Facebook Knows When America Is Happy
Facebook Knows When America Is Happy
Don't worry, be happy, and Facebook will measure it. The social-networking site announced on its blog that it created the Gross National Happiness index, which uses information culled from Facebook status updates to take the pulse of the United States as a whole.Adam D.I. Kramer, an intern on Facebook's data team, wrote in the blog post that happiness spikes on holidays such as Thanksgiving, the Fourth of July, Halloween, Christmas and Easter, adding that Wednesday, Nov. 5, 2008—the day the United States celebrated the election of President Barack Obama—more than doubled the happiness of the average Wednesday.

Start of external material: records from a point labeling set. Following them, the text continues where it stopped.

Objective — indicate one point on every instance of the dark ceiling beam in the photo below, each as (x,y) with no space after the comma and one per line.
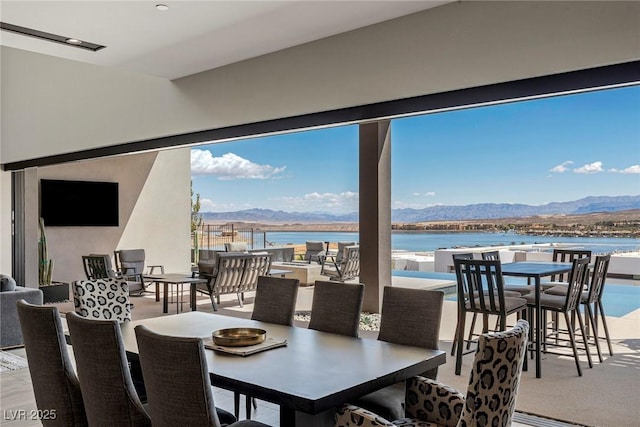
(573,81)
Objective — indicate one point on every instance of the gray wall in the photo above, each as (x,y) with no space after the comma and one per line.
(449,47)
(154,213)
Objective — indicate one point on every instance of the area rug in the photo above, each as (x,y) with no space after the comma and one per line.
(11,362)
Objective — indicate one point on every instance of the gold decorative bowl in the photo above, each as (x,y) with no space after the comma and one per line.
(239,337)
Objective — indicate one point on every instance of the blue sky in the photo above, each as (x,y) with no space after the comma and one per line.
(533,152)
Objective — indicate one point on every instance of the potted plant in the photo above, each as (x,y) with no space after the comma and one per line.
(52,291)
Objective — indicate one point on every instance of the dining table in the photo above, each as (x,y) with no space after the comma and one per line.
(309,377)
(178,280)
(536,270)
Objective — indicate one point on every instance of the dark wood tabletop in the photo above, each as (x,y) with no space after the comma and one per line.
(315,372)
(175,279)
(536,270)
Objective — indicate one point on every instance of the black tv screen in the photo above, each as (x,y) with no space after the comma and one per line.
(79,203)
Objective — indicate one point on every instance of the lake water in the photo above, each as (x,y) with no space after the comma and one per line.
(417,242)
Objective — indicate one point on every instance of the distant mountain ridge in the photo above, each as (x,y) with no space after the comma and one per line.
(593,204)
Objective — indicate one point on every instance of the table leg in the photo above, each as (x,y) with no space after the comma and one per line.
(538,331)
(165,299)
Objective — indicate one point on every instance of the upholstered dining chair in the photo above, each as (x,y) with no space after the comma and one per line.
(132,263)
(180,393)
(564,255)
(55,384)
(336,307)
(106,299)
(591,300)
(347,268)
(275,302)
(315,251)
(108,392)
(481,290)
(520,289)
(408,317)
(567,305)
(507,293)
(491,394)
(98,266)
(236,247)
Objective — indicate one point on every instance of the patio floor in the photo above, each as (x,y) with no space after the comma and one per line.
(606,395)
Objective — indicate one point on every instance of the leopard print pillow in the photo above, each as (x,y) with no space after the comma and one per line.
(103,299)
(493,387)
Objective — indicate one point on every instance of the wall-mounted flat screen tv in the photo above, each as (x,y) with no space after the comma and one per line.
(79,203)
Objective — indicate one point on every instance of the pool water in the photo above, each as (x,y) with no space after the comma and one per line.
(618,299)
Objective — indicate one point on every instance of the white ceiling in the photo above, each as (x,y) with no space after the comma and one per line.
(192,36)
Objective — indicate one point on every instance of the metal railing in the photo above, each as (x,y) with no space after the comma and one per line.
(211,236)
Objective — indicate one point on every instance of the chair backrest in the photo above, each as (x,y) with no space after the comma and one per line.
(236,247)
(341,250)
(130,261)
(109,396)
(349,267)
(578,281)
(230,269)
(336,307)
(98,266)
(491,255)
(567,255)
(411,317)
(480,285)
(598,276)
(275,300)
(55,384)
(177,380)
(495,377)
(466,255)
(256,265)
(315,251)
(105,299)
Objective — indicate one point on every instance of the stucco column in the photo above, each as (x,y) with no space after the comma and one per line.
(375,211)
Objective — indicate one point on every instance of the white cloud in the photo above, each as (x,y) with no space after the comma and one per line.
(594,167)
(332,202)
(230,166)
(208,205)
(562,167)
(635,169)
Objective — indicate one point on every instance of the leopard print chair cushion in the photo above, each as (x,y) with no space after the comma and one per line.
(430,400)
(491,395)
(495,377)
(102,299)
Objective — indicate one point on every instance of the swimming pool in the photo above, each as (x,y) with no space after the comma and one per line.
(618,299)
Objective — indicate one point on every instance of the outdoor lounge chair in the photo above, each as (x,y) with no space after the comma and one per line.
(347,268)
(315,251)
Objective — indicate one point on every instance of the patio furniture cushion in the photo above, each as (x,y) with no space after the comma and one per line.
(55,384)
(409,317)
(108,392)
(491,394)
(336,307)
(236,247)
(105,299)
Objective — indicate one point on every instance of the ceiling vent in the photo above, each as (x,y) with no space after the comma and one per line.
(69,41)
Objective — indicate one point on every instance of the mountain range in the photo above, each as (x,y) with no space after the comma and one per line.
(593,204)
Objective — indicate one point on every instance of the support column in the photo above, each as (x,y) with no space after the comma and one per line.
(375,211)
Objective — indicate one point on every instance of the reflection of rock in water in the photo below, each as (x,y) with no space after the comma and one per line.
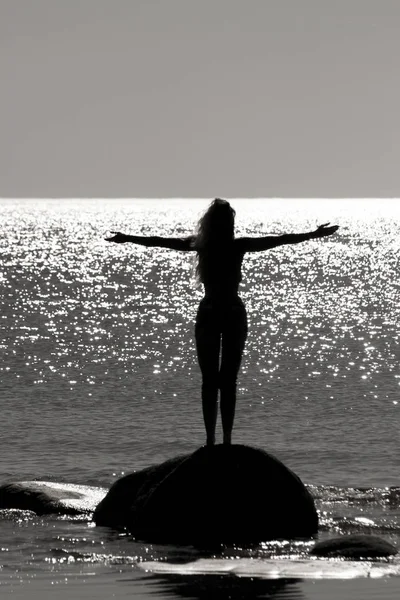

Conversely, Kramer wrote, the two lowest days were Jan. 22, 2008, when the Asian stock market crashed and actor Heath Ledger died, and June 25, 2009, when Michael Jackson died.
Kramer wrote:
Every day, through Facebook status updates, people share how they feel with those who matter most in their lives. These updates are tiny windows into how people are doing. They're brief, to the point, and descriptive of what's going on this week, today or right now.
Grouped together, these updates are indicative of how we are collectively feeling. At Facebook, we're always looking for ways to help people better understand the world around them, and we're interested in how people express their emotions with one other and the world. So earlier this year, data scientists at Facebook started a project to measure the overall mood of people from the United States on Facebook, based on the sentiment expressed in status updates.
The result was an index that measures how happy people on Facebook are from day-to-day by looking at the number of positive and negative words they're using when updating their status. When people in their status updates use more positive words—or fewer negative words—then that day as a whole is counted as happier than usual.